Northwestern Mutual gives $600,000 for Discovery World expansion

Will support facility expansion, programming at lakefront facility [PHOTO GALLERY]

A street level rendering of the Discovery World expansion.

The Northwestern Mutual Foundation is giving $600,000 to support Discovery World’s expansion project and programming at the downtown Milwaukee lakefront museum.

The three-year commitment from Northwestern Mutual will support the organization’s facility expansion, which is adding about 20,000 square feet to the museum, and programming for residents served by Northwestern Mutual’s neighborhoods program, including the Amani, Metcalfe Park and Muskego Way neighborhoods.

“Discovery World inspires and educates the Milwaukee community, providing opportunities many young people might not otherwise have access to,” said Eric Christophersen, president of the Northwestern Mutual Foundation. “Our grant will have a great impact on both improving this educational destination while also helping to shape Milwaukee’s next generation of innovators.”

Discovery World broke ground in the fall on its two-phase project, which includes a new permanent pavilion, two new permanent exhibits and a new entrance to the museum. The cost of the project initially was estimated at about $18 million, but that figure has come down slightly since it was first announced, Discovery World president Joel Brennan said Wednesday. Any additional funding raised above project costs would be directed to the organization’s endowment and maintenance funds, he said.

The museum has raised about $12 million to date, which is the cost of the first phase of the project, Brennan said.

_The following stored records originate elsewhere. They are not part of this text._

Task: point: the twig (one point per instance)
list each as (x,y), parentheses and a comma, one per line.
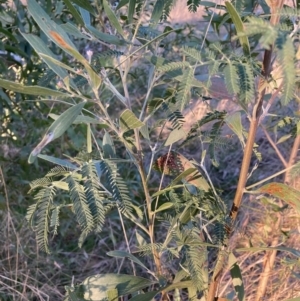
(275,147)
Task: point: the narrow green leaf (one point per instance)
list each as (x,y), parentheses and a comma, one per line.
(56,62)
(40,47)
(74,12)
(32,90)
(124,254)
(89,139)
(110,39)
(86,5)
(95,288)
(164,206)
(236,19)
(83,119)
(108,146)
(73,30)
(122,3)
(112,18)
(47,25)
(85,16)
(158,193)
(63,122)
(148,296)
(157,11)
(58,161)
(57,128)
(128,121)
(236,276)
(284,192)
(176,135)
(61,39)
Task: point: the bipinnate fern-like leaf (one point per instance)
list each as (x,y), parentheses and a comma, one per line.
(193,53)
(47,78)
(209,117)
(231,79)
(54,220)
(246,81)
(42,182)
(175,116)
(286,56)
(195,261)
(161,10)
(93,196)
(82,209)
(116,185)
(44,200)
(57,171)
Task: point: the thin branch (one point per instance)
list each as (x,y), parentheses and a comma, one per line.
(275,147)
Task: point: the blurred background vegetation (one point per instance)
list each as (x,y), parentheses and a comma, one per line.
(26,273)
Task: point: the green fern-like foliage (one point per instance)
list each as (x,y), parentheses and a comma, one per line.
(42,211)
(174,116)
(82,209)
(286,55)
(161,10)
(116,185)
(93,195)
(245,81)
(231,78)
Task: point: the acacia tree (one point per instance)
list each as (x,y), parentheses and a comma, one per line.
(199,220)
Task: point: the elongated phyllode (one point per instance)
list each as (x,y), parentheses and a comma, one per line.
(59,39)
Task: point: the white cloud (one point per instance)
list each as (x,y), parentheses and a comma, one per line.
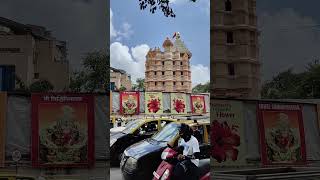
(131,60)
(124,32)
(199,74)
(113,32)
(288,39)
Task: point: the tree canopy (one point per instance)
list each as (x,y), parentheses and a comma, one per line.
(94,77)
(163,5)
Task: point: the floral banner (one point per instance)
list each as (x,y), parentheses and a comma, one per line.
(129,103)
(110,105)
(227,133)
(178,103)
(198,105)
(62,130)
(153,103)
(3,111)
(281,134)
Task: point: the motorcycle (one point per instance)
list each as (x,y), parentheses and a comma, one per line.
(169,161)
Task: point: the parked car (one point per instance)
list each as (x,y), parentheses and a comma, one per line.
(141,159)
(135,131)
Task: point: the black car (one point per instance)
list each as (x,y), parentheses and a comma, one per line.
(134,132)
(141,159)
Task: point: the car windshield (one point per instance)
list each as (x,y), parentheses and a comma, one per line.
(131,126)
(167,133)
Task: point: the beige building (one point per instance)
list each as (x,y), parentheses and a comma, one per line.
(169,70)
(119,78)
(34,54)
(234,49)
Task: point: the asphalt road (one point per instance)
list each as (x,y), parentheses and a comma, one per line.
(115,173)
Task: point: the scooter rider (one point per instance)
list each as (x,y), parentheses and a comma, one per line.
(187,168)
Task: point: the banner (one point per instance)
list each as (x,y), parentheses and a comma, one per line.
(62,130)
(178,103)
(281,134)
(3,111)
(110,105)
(153,103)
(198,105)
(228,133)
(129,103)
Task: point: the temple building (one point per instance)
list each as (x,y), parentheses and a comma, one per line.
(235,64)
(169,70)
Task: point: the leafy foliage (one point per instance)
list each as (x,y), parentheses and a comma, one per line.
(163,5)
(202,88)
(292,85)
(95,75)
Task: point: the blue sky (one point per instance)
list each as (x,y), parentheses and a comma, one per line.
(133,31)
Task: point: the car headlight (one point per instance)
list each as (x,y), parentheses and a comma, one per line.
(165,175)
(112,141)
(131,164)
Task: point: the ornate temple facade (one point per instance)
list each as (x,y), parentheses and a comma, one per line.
(169,70)
(235,67)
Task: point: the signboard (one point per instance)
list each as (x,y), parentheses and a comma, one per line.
(3,111)
(228,133)
(178,103)
(153,103)
(129,103)
(62,130)
(198,105)
(281,130)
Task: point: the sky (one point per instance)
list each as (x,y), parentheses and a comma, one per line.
(133,32)
(81,23)
(289,34)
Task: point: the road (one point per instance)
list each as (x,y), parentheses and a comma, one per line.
(115,173)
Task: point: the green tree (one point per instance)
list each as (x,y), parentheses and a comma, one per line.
(163,5)
(94,77)
(139,85)
(202,88)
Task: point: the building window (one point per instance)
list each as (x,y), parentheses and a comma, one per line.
(229,37)
(228,5)
(231,70)
(36,75)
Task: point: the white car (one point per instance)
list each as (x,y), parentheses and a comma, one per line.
(117,129)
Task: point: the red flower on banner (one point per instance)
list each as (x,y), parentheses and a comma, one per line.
(179,105)
(224,141)
(154,105)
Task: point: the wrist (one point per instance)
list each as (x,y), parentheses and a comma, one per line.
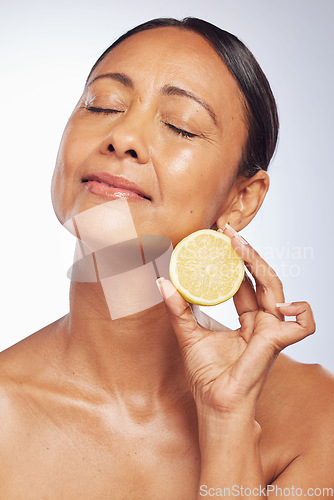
(231,431)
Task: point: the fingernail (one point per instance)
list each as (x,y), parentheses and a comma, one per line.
(165,287)
(236,235)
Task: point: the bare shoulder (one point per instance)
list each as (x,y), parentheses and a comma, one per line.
(296,414)
(24,367)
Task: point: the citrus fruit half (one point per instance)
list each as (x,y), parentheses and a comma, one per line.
(205,269)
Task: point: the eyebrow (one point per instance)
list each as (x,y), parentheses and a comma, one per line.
(166,90)
(172,90)
(118,77)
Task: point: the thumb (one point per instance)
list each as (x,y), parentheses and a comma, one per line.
(180,313)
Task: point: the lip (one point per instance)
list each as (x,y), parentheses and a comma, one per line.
(113,186)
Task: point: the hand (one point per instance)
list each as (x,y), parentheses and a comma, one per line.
(227,370)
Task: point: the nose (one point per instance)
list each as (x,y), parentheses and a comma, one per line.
(126,138)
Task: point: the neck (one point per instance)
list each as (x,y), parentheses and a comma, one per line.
(132,355)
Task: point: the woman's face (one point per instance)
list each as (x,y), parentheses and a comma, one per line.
(163,112)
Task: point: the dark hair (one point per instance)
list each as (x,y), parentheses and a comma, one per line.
(261,111)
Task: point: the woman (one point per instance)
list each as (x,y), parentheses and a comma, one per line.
(178,119)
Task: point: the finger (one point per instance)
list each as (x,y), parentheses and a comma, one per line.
(269,288)
(257,359)
(180,313)
(245,298)
(294,331)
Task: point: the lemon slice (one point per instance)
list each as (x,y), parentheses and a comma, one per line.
(205,269)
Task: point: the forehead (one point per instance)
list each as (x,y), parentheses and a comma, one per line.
(170,55)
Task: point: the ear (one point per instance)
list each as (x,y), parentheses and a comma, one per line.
(244,201)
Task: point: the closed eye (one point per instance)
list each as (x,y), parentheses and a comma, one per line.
(180,131)
(105,111)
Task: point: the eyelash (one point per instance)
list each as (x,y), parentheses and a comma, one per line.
(93,109)
(178,131)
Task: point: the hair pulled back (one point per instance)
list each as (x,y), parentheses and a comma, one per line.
(260,106)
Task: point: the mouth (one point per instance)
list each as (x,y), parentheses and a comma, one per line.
(112,186)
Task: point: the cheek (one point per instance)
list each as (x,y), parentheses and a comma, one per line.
(199,178)
(66,177)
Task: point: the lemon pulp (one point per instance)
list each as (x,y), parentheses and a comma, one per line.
(205,269)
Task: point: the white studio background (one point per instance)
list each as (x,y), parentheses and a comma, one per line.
(47,49)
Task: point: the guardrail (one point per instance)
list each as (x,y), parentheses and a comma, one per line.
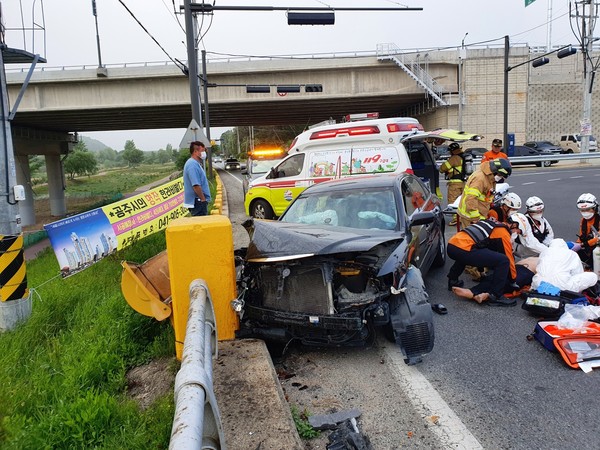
(197,423)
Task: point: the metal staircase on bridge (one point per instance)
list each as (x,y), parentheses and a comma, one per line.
(390,52)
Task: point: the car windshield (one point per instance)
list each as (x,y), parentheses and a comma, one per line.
(373,208)
(263,165)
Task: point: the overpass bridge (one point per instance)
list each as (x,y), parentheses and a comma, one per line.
(60,101)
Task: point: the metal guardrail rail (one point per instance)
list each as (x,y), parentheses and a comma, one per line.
(197,423)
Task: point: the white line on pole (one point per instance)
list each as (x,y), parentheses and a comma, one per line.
(449,429)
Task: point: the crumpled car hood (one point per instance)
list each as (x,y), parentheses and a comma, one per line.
(270,239)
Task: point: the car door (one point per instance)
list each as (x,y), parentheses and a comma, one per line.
(423,164)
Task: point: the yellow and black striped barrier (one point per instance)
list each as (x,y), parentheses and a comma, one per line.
(13,276)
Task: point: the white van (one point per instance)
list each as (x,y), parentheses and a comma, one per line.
(571,143)
(339,150)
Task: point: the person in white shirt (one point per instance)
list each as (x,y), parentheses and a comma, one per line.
(525,244)
(539,225)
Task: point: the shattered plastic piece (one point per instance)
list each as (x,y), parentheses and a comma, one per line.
(344,438)
(330,421)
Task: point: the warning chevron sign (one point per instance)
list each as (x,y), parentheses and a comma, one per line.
(13,276)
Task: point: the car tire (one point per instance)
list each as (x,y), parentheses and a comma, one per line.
(262,210)
(440,256)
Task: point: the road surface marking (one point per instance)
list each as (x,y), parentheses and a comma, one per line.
(449,429)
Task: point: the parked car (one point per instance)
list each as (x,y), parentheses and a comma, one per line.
(546,146)
(571,143)
(232,164)
(346,256)
(521,150)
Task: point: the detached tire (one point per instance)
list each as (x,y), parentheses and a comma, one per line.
(262,210)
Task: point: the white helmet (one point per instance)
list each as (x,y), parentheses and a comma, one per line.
(512,200)
(520,220)
(534,205)
(586,201)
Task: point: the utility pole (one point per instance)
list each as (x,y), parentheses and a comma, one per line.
(192,52)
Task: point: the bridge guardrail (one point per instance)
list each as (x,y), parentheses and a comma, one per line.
(197,423)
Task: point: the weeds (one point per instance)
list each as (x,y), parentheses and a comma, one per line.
(305,430)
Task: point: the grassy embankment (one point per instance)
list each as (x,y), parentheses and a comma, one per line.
(63,372)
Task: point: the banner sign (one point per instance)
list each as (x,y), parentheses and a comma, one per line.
(83,239)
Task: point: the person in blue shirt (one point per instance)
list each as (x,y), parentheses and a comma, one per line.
(196,193)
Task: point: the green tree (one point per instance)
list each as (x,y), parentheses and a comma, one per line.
(80,162)
(132,154)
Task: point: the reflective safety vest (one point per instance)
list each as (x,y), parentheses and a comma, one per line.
(480,231)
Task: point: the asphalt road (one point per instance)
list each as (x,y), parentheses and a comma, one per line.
(483,386)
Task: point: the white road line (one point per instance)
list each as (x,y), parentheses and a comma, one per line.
(449,429)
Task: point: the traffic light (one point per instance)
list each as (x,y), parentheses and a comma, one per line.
(540,62)
(566,52)
(258,89)
(313,88)
(311,18)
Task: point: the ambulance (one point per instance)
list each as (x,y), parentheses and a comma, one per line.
(362,145)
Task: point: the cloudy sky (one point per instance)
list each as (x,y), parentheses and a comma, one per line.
(134,31)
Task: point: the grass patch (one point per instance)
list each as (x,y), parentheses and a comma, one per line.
(305,430)
(63,370)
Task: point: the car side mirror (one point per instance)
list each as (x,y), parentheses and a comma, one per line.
(422,218)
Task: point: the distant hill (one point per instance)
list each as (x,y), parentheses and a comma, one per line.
(93,145)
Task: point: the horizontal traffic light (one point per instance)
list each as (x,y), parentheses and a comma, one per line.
(540,62)
(313,88)
(290,88)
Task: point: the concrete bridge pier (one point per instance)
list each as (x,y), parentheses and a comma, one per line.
(26,209)
(56,185)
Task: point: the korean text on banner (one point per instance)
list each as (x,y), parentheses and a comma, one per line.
(83,239)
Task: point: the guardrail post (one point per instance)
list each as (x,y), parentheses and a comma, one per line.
(202,247)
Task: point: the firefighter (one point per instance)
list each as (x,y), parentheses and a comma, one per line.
(539,225)
(454,170)
(510,204)
(478,192)
(588,227)
(488,243)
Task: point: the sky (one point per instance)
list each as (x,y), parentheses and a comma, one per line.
(69,37)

“Through our programming, curriculum and exhibits, we’re generating excitement in the minds of young people about future STEM careers,” said Joel Brennan, president and CEO, Discovery World. “We’re grateful for community partners like Northwestern Mutual that support us in continuing these initiatives.”

The new 10,000-square-foot pavilion, which replaces the seasonal tent pitched each spring and summer on the north lawn of the museum, is expected to host its first event in mid-July, which will be followed by Discovery World’s annual gala on July 28. The space will accommodate about 600 people, allowing Discovery World to host more and larger community events, Brennan said. It will serve as a lunchroom space for visiting students and host traveling exhibits, among other uses.

Discovery World currently serves about 300,000 visitors annually at its lakefront location, and as many as 100,000 more through its community outreach events.

The two new permanent exhibits include a new energy experience exhibit sponsored by We Energies, set to open in the fall, as well as a health and medical exhibit.

Other reconfigurations of the museum include the relocation of the gift shop, which will funnel visitors into the shop as they exit the exhibit space, and the relocation of employee offices, making room for a public access mezzanine level.

Brennan said the new additions are expected bring in additional $1 million per year in earned revenue. The organization’s annual revenue is about $8 million. Discovery World relies on earned revenue as it does not receive any direct public funds.